Found in the traditional pastry shops and restaurants of Elvas and across the Alto Alentejo, often presented in individual earthenware dishes. The genuine version always arrives generously cinnamoned, with Elvas plums in syrup alongside.

Pairs well with

Elvas plums in syrup are the mandatory match. To drink, a sweet or fortified Alentejo wine, or simply an espresso to cut the sweetness.

History

Sericaia carries its probable journey in its name: the word is usually linked to the Malay-Indonesian serikaya (or srikaya), a sweet of eggs and milk from Southeast Asia. Tradition places its arrival in Portugal in the sixteenth century, in the wake of the Portuguese presence in Malacca and Goa, and credits the recipe's introduction to D. Constantino de Bragança, viceroy of India. The dates and details vary from source to source and are best read as tradition rather than documented fact.
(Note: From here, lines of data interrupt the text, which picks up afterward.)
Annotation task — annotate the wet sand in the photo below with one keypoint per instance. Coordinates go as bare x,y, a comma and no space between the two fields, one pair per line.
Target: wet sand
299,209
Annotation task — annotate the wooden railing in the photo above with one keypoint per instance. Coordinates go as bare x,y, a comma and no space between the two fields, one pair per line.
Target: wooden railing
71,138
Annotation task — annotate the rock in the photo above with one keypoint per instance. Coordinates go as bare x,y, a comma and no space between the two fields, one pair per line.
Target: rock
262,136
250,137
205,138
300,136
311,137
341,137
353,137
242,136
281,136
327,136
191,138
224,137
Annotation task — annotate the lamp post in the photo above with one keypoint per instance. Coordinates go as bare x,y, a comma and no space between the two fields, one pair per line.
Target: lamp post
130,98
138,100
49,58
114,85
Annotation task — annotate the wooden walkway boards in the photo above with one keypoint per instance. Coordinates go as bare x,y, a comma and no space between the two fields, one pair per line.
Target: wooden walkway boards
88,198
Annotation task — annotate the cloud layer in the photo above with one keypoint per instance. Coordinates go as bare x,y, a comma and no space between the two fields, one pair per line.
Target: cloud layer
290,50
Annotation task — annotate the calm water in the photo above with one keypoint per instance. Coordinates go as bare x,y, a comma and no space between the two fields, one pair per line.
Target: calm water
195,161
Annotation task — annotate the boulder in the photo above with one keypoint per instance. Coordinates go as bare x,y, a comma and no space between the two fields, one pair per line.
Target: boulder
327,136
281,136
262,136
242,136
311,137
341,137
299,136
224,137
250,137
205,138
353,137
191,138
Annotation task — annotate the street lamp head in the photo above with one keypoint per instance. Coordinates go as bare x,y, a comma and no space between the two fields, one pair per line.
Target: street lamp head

The origin is in fact disputed between Vila Viçosa — where the Convento das Chagas is named — and Elvas, whose religious houses (among them the Convent of Santa Clara and that of Nossa Senhora da Conceição) claim the recipe; hence too the rivalry between the names "sericaia" and "sericá". It was in the convents of the Alto Alentejo that the sweet took on its Portuguese character, with cinnamon and lemon. Today sericaia appears in Portugal's inventory of Traditional Products, but it holds no protected European designation (PDO/PGI/TSG) — it is the Ameixa d'Elvas plum served alongside it that carries PDO status.